A przeciez da sie technicznie ogarnac i fora/media anonimowe i nieanonimowe.
Ktos chce sie udzialac tylko w jednych, prosze bardzo.
Dziewczyna z granatem [w ręce] – Euforia, siostry Kafar – Szara piechota. Z dedykacją dla byłej kandydatki konfederacji. Jej adoratorowi zaś – udanych szczepień i szczelnych masek. My, Polacy, poradzimy sobie bez Was.
Wracajcie więc do swej ojczyzny i tam głoście swe ewangelie. Nie po to nasi przodkowie przelewali krew za wolną Polskę – naszą Ojczyznę, żebyście nam tłumaczyli, jak mamy żyć.
Z jednej strony jest to straszne, ale z drugiej ile to trolli by się musiało pożegnać ze swobodą.
Żaden przyzwoity człowiek nie będzie miał nic przeciwko braku anonimowości na forach czy w komentarzach, problem się zacznie w momencie gdy wejdzie ostra cenzura i polowanie na nieprzychylnych „partii”.
@Kubad. Tak jakby teraz nie mogli dojść po numerze IP…
Aha. Była modelka. I mniej więcej wszystko jasne. Zapewne pani opublikowała gdzieś jakieś swoje słodkie focie i ktoś je niewybrednie skrytykował. Samuela wpadła w furię i publicznie ogłosiła, że należy wypowiadać się pod imieniem i nazwiskiem.
Znaczy się tak… Nie ma sprawy. Ale po spełnieniu kilku warunków. Po pierwsze, z kodeksu karnego należałoby wykreślić wszelkie artykuły dotyczące „mowy nienawiści” czy „obrazy uczuć religijnych”. Ponadto, do artykułu o „znieważeniu” należałoby dodać zastrzeżenie, że nie może być znieważona osoba, która sama, z własnej woli, publikuje w internecie swój wizerunek. Oraz taka, która jest aktywnym politykiem dowolnego szczebla.
I wtedy można próbować się wypowiadać otwarcie. Dopóki jednak wolności słowa nie ma i nic nie zapowiada, żeby w dającej się przewidzieć przyszłości powróciła, mokre sny pani Samueli pozostaną snami.

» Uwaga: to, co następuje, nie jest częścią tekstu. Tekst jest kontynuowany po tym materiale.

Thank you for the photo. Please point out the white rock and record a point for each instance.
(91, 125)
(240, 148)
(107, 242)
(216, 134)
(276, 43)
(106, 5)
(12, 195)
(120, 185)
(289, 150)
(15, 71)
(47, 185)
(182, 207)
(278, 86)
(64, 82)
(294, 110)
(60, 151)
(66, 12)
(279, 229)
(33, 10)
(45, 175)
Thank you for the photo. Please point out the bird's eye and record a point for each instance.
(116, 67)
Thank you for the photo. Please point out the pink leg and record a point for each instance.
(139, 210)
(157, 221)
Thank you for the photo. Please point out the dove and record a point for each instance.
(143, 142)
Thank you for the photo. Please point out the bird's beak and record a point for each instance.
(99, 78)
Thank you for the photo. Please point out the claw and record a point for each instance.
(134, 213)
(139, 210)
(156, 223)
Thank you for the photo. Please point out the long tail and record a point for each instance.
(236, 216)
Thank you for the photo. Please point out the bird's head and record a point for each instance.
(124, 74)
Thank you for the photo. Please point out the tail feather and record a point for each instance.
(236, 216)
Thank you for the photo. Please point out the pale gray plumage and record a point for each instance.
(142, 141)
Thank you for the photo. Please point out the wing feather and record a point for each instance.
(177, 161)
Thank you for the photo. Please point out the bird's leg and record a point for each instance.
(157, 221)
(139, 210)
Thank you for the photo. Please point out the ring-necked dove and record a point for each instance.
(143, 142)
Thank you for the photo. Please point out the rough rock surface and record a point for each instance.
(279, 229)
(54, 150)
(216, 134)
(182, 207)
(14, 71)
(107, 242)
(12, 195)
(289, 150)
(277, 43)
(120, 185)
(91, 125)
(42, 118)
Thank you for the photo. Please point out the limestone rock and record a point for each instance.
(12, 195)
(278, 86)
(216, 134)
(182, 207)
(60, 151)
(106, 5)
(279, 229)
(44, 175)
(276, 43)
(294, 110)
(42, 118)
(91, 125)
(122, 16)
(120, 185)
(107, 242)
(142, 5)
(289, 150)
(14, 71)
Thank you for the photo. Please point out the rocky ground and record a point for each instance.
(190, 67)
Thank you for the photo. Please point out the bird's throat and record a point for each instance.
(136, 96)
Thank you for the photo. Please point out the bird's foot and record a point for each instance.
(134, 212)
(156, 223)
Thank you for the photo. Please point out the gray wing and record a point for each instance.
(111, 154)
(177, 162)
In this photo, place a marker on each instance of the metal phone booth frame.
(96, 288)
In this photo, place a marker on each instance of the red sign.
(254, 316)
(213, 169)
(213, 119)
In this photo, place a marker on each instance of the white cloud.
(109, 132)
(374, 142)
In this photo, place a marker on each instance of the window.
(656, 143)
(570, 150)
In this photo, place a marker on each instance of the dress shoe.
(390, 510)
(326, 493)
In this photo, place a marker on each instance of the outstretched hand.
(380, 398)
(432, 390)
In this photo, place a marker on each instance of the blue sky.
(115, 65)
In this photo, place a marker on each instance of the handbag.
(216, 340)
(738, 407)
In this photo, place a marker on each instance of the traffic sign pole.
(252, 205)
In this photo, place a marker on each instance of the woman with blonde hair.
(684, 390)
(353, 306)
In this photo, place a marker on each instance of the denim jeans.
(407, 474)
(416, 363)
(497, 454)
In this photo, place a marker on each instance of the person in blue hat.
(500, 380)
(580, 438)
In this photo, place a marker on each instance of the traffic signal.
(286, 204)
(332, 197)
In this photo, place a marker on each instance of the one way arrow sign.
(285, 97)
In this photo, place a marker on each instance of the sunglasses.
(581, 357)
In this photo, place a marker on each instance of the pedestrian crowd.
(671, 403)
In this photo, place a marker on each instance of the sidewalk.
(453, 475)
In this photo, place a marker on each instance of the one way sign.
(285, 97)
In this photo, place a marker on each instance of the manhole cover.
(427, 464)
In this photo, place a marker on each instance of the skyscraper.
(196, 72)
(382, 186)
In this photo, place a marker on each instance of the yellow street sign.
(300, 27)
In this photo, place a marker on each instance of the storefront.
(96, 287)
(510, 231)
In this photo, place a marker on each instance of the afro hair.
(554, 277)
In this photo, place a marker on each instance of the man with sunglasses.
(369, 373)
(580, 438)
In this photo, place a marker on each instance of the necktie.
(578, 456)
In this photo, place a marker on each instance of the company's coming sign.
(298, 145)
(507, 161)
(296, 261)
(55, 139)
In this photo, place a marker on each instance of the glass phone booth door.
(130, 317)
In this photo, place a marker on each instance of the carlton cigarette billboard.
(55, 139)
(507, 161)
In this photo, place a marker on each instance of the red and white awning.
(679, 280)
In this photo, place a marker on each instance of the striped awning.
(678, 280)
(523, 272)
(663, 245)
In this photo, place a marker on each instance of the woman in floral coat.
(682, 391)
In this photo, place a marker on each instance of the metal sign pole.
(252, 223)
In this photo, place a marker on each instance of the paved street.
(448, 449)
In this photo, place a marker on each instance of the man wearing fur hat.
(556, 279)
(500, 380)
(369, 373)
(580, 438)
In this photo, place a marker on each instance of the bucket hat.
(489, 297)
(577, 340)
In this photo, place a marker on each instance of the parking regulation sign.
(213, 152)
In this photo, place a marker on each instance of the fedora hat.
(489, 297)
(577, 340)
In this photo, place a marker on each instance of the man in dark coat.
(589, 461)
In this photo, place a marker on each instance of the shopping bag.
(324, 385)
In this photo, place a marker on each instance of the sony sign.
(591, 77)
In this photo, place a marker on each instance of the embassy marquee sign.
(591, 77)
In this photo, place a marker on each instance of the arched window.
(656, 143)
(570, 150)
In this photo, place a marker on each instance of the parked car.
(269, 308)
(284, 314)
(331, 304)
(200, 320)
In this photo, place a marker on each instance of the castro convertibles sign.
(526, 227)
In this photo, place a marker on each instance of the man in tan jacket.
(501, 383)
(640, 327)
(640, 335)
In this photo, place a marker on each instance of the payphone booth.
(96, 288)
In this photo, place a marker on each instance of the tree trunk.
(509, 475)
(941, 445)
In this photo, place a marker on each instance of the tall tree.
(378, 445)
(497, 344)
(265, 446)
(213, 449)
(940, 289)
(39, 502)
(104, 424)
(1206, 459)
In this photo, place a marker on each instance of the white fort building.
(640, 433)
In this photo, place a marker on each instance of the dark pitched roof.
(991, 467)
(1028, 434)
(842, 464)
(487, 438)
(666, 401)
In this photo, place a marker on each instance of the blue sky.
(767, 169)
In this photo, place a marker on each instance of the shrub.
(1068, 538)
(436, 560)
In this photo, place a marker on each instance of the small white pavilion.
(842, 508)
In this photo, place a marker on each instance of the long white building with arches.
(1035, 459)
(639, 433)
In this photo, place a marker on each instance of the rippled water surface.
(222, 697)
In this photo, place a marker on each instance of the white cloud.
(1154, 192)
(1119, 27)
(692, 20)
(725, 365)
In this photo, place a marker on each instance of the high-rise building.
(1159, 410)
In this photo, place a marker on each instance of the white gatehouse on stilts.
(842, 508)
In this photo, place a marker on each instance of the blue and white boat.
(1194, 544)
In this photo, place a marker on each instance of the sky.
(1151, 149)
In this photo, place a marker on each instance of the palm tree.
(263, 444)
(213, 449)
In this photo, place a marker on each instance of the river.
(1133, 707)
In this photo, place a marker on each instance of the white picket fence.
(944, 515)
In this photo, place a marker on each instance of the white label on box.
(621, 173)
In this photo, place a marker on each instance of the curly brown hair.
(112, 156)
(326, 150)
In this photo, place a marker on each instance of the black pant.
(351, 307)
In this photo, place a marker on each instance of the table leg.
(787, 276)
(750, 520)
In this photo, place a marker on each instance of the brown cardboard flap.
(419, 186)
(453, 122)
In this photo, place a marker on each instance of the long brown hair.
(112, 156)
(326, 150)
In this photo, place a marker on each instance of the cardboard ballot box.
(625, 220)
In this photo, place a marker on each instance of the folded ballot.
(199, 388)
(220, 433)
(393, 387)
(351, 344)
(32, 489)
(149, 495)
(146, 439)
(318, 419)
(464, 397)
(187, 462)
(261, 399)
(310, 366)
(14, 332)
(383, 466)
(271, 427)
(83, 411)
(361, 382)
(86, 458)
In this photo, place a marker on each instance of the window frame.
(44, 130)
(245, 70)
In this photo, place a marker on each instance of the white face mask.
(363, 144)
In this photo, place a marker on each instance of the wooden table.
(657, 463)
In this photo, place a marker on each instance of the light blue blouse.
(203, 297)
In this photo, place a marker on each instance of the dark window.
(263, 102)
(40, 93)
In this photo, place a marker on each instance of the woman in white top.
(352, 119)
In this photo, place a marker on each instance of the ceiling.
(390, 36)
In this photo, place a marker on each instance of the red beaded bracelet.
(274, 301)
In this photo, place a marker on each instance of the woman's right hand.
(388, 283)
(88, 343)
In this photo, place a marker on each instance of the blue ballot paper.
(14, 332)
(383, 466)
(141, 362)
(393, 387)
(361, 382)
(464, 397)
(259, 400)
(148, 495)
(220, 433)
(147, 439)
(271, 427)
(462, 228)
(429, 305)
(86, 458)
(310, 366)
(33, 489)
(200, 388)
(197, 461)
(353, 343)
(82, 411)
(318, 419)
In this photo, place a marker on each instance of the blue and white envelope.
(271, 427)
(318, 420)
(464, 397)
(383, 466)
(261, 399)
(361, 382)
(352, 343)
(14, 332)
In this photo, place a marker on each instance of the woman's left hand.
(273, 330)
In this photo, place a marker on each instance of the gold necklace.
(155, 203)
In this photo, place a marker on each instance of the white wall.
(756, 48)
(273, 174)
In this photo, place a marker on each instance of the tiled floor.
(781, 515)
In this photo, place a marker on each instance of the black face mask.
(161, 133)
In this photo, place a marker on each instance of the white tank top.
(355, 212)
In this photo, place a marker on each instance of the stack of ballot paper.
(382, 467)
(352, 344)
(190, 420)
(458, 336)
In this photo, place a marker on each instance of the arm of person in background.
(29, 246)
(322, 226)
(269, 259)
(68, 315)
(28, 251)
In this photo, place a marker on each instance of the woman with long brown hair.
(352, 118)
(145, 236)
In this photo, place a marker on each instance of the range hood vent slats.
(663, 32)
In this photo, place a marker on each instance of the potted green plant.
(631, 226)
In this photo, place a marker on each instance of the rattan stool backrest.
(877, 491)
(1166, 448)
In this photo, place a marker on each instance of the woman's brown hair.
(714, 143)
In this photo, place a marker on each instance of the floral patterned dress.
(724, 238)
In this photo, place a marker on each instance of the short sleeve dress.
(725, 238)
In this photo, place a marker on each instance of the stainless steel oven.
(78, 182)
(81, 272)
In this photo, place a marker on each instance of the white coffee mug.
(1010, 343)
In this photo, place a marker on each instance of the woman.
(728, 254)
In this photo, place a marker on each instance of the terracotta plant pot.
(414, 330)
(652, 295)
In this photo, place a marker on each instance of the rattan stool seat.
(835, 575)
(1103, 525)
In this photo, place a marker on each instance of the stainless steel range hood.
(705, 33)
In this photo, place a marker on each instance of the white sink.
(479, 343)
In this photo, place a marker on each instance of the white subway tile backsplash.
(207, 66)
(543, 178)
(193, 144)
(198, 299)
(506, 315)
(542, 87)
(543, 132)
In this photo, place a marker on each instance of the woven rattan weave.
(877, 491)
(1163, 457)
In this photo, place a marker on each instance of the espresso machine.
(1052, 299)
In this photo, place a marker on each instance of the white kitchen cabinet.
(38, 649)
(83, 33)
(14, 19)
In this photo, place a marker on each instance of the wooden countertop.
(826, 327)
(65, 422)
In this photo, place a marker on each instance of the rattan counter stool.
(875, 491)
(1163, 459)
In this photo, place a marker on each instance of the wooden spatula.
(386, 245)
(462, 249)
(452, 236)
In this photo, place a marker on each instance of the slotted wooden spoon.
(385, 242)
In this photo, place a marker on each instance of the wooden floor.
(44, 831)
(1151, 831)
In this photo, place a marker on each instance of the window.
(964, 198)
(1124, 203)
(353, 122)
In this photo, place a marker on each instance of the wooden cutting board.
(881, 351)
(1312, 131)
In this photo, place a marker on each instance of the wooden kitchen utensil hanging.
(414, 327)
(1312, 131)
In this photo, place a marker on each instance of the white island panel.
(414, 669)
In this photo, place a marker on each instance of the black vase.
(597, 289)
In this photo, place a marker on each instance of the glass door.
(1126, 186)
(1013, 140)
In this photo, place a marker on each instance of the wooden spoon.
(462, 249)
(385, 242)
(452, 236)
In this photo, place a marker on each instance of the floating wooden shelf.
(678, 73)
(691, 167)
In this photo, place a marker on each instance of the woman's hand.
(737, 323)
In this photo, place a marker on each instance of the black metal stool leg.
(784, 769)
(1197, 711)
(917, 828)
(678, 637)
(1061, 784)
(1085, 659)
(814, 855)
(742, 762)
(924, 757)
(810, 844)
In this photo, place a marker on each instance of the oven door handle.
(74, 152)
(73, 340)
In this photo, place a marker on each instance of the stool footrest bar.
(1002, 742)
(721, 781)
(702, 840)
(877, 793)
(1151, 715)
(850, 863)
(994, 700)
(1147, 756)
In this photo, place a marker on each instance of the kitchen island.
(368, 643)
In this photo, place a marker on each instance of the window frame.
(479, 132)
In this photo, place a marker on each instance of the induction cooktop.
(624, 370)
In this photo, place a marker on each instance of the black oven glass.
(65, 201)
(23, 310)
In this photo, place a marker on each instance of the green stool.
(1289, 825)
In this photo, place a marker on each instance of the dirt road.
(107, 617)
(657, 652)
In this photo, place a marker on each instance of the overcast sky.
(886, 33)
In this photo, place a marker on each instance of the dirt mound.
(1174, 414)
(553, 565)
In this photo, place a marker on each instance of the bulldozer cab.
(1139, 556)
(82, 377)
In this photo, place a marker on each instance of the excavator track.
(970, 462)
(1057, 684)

Natomiast jej wypowiedzi oraz wygląd nadal będą oceniane zza pseudonimów i VPN-ów.
@KubaD
W tym co napisałeś pobrzmiewają echa „po co wam prywatność, przecież nie macie nic do ukrycia a kto nie ma nic do ukrycia ten nie ma się czego obawiać”. Ten sam schemat jest wciąż i wciąż powielany .. i służy przepychaniu tej samej agendy.
PS: cytat pochodzi z wypowiedzi Klausa Schwaba.
Gównażerii w internecie przyda się nadzór ze strony rodziców, z tym się zgodzę
Ha baba pilnująca portal/ja 0/1
@KubaD jako przyzwoity człowiek napiszę, że będę coś miał do naruszenia mojej prywatności w internecie
Ciekawe za ile srebrników takie tezy się wygłasza. Nie zauważyliście, że co chwilę pojawia się jakaś oszołomiona teoria ? Która w dodatku odrywa uwagę od spraw istotnych ? Kiedyś takimi była aborcja, moja moje ciało moja p-pa, utrzymania kościoła, w przerwie Iga i Lewy, a teraz to już w ogóle codziennie nowa oryginalna myśl. Brawo dla tych ludzi. @Kuba – dobrze powiedziane. A może niektórzy mają coś do ukrycia, bo na przykład znają jego dochody, ile ma na koncie i wycenią mu polisę OC na 1000x więcej niż Kowalskiemu, ale nie powiedzą skąd to wiedzą bo…RODO ? Mówię wam, niedługo to wszystko ebnie. Będzie chwila chaosu to fakt, ale nie będzie źle. Po prostu świat musi się oczyścić.